I lost my keys! Ke garne.

My coffee is cold. Ke garne.

My house fell down and my family was killed in an earthquake. Ke garne.

This last one is not an exaggeration and is where this lesson really hits home. We can’t control earthquakes. We can’t control time or weather or other people. What we do with what life gives us will determine our happiness, or better yet, our enjoyment of life. Again, it is not exactly fatalism, but a deep trust in the balance of life and the understanding that enjoyment of life comes from within. In our society this is a rare concept and one that I never truly understood and probably still don’t. What happens to me is not completely in my control. Sure, I can make choices, pursue goals, and live life how I choose. But ultimately how I react to the inputs life gives me is where I exert my control and power over my life. This concept can lead to contentment, something we are all lacking and something I hope to continue growing in.

Without the need to control all things or the unending feeling that life isn’t fair because bad things happen to me, Nepali people are left with the ability to connect with the world around them in a profound way. Each moment is unique and beautiful and will never happen again so to honor that we must experience it. That connection to the spiritual, to nature, and to human beings is another lesson I learned and have brought home. Nepal taught me to engage with the world around me and not view it as something to be controlled or tolerated. That life happens in the space between our own selfishness and the unseen thread that binds us all together, where we find those things that hold true value. It is not easy to break 30 years of bad habits, but three months in Nepal has grown my understanding and given me a good foundation on which to continue my education.
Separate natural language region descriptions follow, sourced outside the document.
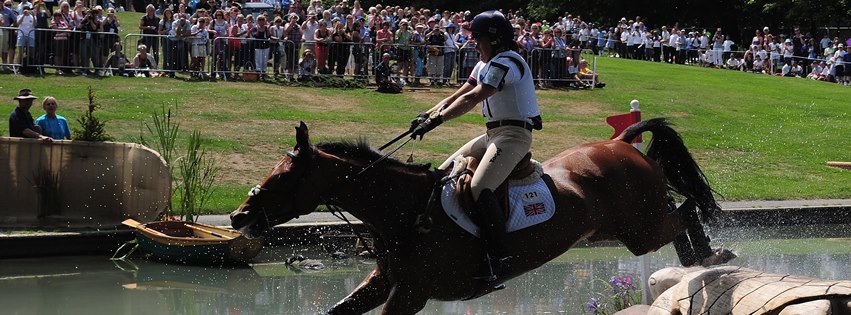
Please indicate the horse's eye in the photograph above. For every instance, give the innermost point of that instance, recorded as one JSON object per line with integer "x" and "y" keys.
{"x": 254, "y": 191}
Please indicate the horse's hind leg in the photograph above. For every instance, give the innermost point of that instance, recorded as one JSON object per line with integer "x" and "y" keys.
{"x": 405, "y": 299}
{"x": 692, "y": 245}
{"x": 371, "y": 293}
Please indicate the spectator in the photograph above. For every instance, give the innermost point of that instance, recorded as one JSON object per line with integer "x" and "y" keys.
{"x": 219, "y": 28}
{"x": 88, "y": 50}
{"x": 236, "y": 32}
{"x": 383, "y": 78}
{"x": 846, "y": 58}
{"x": 758, "y": 64}
{"x": 403, "y": 51}
{"x": 111, "y": 25}
{"x": 383, "y": 39}
{"x": 117, "y": 61}
{"x": 815, "y": 73}
{"x": 295, "y": 34}
{"x": 796, "y": 69}
{"x": 26, "y": 32}
{"x": 842, "y": 68}
{"x": 435, "y": 40}
{"x": 20, "y": 120}
{"x": 307, "y": 65}
{"x": 51, "y": 124}
{"x": 728, "y": 47}
{"x": 340, "y": 48}
{"x": 8, "y": 37}
{"x": 60, "y": 42}
{"x": 449, "y": 50}
{"x": 309, "y": 28}
{"x": 148, "y": 24}
{"x": 586, "y": 74}
{"x": 322, "y": 37}
{"x": 261, "y": 36}
{"x": 277, "y": 38}
{"x": 198, "y": 52}
{"x": 144, "y": 63}
{"x": 733, "y": 63}
{"x": 360, "y": 50}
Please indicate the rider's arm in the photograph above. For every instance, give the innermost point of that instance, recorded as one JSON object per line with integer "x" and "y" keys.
{"x": 467, "y": 101}
{"x": 467, "y": 87}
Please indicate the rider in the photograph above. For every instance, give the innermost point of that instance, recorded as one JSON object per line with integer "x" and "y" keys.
{"x": 502, "y": 82}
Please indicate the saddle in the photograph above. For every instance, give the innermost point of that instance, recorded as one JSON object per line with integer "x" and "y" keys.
{"x": 464, "y": 192}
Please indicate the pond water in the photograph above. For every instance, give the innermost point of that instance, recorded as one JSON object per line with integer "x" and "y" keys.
{"x": 96, "y": 285}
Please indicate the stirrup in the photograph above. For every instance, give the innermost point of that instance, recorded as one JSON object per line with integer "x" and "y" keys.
{"x": 496, "y": 268}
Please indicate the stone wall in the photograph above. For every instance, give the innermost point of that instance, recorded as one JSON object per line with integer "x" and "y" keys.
{"x": 76, "y": 184}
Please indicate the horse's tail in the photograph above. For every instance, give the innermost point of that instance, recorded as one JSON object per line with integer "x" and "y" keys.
{"x": 683, "y": 175}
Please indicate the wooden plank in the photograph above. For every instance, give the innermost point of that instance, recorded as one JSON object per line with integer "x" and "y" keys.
{"x": 207, "y": 232}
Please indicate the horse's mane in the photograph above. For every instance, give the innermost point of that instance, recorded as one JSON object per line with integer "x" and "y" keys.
{"x": 362, "y": 151}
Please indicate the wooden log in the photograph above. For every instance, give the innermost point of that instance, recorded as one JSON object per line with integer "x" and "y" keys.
{"x": 736, "y": 290}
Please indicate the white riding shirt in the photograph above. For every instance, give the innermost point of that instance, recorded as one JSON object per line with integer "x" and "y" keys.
{"x": 509, "y": 74}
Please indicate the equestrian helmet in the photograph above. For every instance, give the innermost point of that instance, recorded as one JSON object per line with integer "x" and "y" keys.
{"x": 493, "y": 25}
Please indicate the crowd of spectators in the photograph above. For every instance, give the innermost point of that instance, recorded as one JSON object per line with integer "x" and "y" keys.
{"x": 301, "y": 40}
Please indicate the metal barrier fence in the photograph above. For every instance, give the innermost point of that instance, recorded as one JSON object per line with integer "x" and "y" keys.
{"x": 560, "y": 67}
{"x": 8, "y": 43}
{"x": 231, "y": 58}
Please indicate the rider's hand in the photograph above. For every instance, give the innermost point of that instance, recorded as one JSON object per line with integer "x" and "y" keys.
{"x": 421, "y": 118}
{"x": 432, "y": 122}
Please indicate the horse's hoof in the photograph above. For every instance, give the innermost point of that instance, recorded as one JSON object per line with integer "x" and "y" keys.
{"x": 721, "y": 256}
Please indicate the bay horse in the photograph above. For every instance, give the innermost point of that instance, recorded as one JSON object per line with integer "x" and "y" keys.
{"x": 604, "y": 190}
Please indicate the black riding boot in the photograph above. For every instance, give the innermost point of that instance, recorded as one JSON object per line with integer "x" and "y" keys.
{"x": 492, "y": 219}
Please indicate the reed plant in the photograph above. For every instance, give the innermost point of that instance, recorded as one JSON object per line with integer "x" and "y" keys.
{"x": 195, "y": 172}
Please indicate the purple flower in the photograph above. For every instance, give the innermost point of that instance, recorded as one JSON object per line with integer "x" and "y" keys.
{"x": 593, "y": 306}
{"x": 626, "y": 281}
{"x": 615, "y": 282}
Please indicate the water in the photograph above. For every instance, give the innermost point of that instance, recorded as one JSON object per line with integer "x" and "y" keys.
{"x": 95, "y": 285}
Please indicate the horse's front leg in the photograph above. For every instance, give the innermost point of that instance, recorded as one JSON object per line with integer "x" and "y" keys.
{"x": 371, "y": 293}
{"x": 405, "y": 298}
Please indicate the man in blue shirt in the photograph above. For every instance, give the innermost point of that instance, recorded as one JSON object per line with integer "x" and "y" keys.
{"x": 53, "y": 125}
{"x": 20, "y": 121}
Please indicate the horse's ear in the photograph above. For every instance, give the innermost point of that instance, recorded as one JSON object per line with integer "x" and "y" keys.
{"x": 302, "y": 138}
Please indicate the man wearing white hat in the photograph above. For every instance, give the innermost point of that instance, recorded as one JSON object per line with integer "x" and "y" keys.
{"x": 21, "y": 123}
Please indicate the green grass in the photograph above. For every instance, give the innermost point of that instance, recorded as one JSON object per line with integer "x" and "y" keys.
{"x": 757, "y": 137}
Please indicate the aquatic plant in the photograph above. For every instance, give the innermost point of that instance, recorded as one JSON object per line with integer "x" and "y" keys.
{"x": 194, "y": 173}
{"x": 622, "y": 293}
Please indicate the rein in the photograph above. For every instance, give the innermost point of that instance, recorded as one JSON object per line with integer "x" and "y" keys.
{"x": 338, "y": 213}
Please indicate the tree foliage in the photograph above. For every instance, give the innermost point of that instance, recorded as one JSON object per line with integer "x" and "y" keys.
{"x": 92, "y": 128}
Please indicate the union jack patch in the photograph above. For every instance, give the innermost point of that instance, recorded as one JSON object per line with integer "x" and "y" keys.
{"x": 534, "y": 209}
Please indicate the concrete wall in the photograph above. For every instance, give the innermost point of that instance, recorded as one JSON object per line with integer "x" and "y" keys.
{"x": 97, "y": 184}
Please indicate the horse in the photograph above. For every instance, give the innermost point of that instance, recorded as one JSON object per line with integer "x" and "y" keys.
{"x": 603, "y": 191}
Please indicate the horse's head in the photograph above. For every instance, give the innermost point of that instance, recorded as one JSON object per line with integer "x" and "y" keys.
{"x": 290, "y": 190}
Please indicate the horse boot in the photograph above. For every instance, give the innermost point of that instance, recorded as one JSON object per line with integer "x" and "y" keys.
{"x": 492, "y": 230}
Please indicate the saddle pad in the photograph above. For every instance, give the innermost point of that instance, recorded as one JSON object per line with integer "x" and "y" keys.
{"x": 530, "y": 204}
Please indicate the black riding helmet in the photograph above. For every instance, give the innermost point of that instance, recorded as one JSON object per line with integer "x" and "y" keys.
{"x": 493, "y": 25}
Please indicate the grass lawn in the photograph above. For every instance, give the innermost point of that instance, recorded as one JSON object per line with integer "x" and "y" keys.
{"x": 756, "y": 136}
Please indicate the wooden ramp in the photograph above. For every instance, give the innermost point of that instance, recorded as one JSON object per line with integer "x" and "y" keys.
{"x": 737, "y": 290}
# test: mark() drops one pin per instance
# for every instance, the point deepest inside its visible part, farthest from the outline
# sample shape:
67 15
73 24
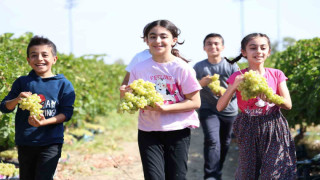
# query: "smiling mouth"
40 65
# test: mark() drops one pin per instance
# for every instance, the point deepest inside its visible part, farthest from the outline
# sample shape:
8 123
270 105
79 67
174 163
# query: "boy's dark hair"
39 40
213 35
244 43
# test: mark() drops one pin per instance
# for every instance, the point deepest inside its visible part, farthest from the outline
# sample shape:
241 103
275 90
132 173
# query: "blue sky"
115 27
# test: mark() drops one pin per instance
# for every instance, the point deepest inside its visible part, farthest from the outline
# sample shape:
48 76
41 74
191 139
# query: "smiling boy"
39 141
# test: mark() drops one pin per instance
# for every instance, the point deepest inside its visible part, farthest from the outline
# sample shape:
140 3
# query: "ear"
244 53
28 60
222 47
55 58
174 41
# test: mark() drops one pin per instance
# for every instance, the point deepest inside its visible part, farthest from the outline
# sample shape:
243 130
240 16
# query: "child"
40 141
164 131
216 126
266 149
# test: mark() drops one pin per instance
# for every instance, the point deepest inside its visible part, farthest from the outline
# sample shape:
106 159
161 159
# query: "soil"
126 165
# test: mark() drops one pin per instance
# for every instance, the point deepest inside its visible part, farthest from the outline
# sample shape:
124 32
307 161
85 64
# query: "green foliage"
96 83
301 64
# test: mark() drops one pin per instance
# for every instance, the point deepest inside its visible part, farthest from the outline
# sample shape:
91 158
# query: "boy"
39 141
217 126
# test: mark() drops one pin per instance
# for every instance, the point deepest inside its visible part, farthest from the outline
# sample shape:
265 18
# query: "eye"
164 37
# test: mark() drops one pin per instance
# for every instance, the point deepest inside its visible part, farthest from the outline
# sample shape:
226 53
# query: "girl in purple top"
164 131
266 149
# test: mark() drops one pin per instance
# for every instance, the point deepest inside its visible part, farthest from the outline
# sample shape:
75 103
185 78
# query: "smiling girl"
164 131
266 149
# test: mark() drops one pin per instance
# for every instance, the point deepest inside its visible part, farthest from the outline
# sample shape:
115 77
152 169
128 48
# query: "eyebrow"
34 52
159 34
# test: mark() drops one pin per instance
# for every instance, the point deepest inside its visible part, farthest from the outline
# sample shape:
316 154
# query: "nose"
158 39
40 57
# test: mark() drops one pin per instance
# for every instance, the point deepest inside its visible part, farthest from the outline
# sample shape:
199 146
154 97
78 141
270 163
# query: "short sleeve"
281 76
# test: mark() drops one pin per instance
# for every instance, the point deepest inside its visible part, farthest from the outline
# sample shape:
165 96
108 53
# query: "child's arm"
284 92
11 104
205 81
192 101
123 89
33 121
227 96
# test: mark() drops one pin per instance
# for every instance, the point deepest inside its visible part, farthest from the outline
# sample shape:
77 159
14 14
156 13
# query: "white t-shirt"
172 80
139 57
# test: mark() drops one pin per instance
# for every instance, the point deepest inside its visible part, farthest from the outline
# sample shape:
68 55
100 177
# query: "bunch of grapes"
8 170
255 84
143 94
32 104
215 85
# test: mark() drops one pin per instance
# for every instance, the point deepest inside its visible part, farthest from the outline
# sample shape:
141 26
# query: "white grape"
255 84
143 94
215 85
32 104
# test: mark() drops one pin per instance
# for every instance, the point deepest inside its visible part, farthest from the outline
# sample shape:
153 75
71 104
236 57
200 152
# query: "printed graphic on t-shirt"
259 107
169 92
48 106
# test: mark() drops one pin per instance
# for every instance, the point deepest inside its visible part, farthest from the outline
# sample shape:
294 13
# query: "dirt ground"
126 164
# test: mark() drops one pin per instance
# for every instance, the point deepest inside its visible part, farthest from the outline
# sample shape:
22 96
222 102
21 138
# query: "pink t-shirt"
172 80
256 106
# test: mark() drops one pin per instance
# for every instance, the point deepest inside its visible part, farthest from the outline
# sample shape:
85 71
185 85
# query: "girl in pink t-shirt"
164 131
266 148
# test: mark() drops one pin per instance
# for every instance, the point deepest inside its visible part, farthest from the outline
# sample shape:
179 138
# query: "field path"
126 165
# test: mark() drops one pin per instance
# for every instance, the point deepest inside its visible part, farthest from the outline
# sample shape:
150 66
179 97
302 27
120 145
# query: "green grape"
143 94
255 84
215 85
32 104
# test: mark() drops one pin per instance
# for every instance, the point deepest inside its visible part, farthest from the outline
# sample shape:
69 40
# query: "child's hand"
264 98
158 107
238 80
33 121
24 95
205 81
221 92
123 89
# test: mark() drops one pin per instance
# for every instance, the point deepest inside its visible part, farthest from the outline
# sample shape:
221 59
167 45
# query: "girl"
164 131
266 149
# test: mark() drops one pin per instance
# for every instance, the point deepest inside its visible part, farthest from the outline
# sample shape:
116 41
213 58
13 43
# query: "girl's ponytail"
176 53
235 59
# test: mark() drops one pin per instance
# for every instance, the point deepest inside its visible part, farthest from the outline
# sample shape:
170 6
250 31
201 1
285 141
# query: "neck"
46 75
214 59
258 68
163 58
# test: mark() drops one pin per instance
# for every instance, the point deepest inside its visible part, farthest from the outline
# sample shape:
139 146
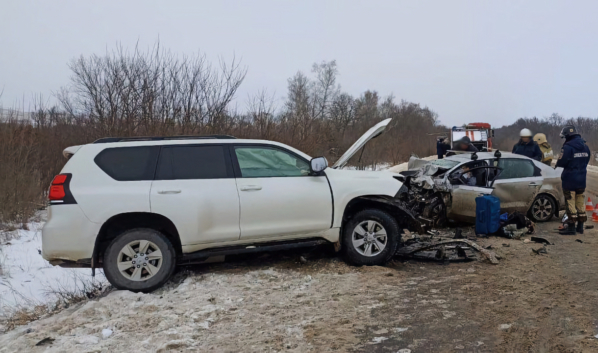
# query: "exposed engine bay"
427 190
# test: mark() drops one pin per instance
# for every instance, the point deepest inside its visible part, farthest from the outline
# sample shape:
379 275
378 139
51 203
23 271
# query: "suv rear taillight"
59 190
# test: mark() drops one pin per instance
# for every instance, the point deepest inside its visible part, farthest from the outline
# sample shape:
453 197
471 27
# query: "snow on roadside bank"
26 278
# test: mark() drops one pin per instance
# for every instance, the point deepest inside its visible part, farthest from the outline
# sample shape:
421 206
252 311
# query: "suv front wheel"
139 260
371 237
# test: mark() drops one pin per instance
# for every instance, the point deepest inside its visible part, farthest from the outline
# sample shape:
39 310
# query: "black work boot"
570 230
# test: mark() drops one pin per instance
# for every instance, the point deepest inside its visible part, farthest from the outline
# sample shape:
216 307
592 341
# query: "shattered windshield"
445 163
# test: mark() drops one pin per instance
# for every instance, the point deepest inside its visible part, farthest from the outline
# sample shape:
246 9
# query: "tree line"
158 93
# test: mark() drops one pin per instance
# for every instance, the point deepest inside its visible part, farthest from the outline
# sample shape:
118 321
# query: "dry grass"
30 310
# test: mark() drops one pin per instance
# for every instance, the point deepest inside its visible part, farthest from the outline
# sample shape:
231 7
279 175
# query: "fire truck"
480 135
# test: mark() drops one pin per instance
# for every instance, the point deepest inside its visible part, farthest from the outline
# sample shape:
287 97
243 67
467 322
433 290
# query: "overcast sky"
469 61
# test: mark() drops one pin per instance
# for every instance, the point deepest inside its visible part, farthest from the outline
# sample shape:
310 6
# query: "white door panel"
279 206
204 210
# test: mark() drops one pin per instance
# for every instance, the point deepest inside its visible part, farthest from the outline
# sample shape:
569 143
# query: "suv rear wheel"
139 260
371 237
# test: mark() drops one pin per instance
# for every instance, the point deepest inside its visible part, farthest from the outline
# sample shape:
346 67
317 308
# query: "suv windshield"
444 163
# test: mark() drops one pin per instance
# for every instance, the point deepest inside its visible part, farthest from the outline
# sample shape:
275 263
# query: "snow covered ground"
26 278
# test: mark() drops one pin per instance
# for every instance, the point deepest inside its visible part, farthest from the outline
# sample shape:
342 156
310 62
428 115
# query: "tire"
144 273
360 228
543 209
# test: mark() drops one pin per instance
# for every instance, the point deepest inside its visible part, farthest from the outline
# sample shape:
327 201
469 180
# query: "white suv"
139 206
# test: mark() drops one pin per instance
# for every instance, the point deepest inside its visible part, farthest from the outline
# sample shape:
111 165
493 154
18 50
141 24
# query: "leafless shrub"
29 310
155 92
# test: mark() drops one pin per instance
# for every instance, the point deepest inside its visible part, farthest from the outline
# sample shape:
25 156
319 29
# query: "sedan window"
259 162
515 168
445 163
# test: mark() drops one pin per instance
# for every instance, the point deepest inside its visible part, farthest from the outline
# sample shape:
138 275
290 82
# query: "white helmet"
525 133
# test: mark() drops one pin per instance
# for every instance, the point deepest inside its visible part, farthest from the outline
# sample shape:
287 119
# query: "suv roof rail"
162 138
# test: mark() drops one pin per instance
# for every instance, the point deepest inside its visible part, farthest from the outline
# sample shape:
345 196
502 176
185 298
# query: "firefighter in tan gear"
574 159
547 154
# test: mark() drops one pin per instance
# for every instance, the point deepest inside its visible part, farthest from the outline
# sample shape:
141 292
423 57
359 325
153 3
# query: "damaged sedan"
444 189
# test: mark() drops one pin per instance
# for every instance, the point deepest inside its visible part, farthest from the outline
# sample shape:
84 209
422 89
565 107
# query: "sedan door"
195 188
278 195
517 184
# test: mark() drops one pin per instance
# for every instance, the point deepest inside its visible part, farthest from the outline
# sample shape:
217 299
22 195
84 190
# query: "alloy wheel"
369 238
139 260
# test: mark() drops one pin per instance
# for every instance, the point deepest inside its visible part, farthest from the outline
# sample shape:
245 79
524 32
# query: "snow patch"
106 333
26 279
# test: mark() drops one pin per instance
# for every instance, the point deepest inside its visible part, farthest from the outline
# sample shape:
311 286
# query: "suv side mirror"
318 164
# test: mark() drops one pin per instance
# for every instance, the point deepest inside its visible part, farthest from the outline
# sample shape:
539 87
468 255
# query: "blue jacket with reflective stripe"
574 159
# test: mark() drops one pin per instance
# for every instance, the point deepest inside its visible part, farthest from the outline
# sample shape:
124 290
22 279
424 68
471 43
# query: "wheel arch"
122 222
552 197
359 203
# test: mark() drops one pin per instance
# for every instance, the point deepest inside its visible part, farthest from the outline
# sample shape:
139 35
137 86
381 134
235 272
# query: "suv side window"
193 162
129 163
516 168
260 162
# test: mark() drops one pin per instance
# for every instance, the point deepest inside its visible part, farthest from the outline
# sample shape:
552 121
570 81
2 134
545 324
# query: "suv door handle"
169 192
250 188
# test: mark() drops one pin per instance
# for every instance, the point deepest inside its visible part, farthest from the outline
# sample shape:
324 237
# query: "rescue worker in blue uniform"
574 159
442 146
528 147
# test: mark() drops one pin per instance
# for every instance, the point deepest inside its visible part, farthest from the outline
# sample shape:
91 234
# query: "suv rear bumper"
68 234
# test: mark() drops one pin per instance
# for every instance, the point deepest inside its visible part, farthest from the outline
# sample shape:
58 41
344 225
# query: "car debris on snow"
444 248
541 240
45 341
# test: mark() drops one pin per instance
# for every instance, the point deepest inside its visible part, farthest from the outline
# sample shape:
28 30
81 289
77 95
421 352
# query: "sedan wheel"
369 238
543 208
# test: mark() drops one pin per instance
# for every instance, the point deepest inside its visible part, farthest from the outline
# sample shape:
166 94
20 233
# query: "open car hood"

I am profoundly grateful for my experience in Nepal and Kolena and I both cherish every moment we spent there: the sunrise puja at the mountain monastery, the freezing night in a tent at 17,000 feet, the warm tea and warmth of a friend, and even Kolena crashing into a ditch on a bicycle and ending up covered in what I can only hope was mud. There are too many unique experiences to recount but they all add up to something deep and mysterious. They add up to the fact that there is a beautiful world out there filled with amazing people, breathtaking scenery, and true glory that we will never see if we don’t go. If we choose to be stagnant and not challenge ourselves to be uncomfortable we will end up, well, comfy. Learning does not happen in comfort. Change does not come in comfort. Enjoyment and yes, even happiness, does not exist in comfort. At the end of my life I will not think back on the cushy desk job, the three bedroom, two bath rambler on 1.5 acres, or the plot of some trashy TV show. I will think back on love, on experience, and on the connections I made with people through service and through placing myself in someone else’s shoes, if only for a brief moment. I might also think that it probably wasn’t mud she fell in, but what do I know.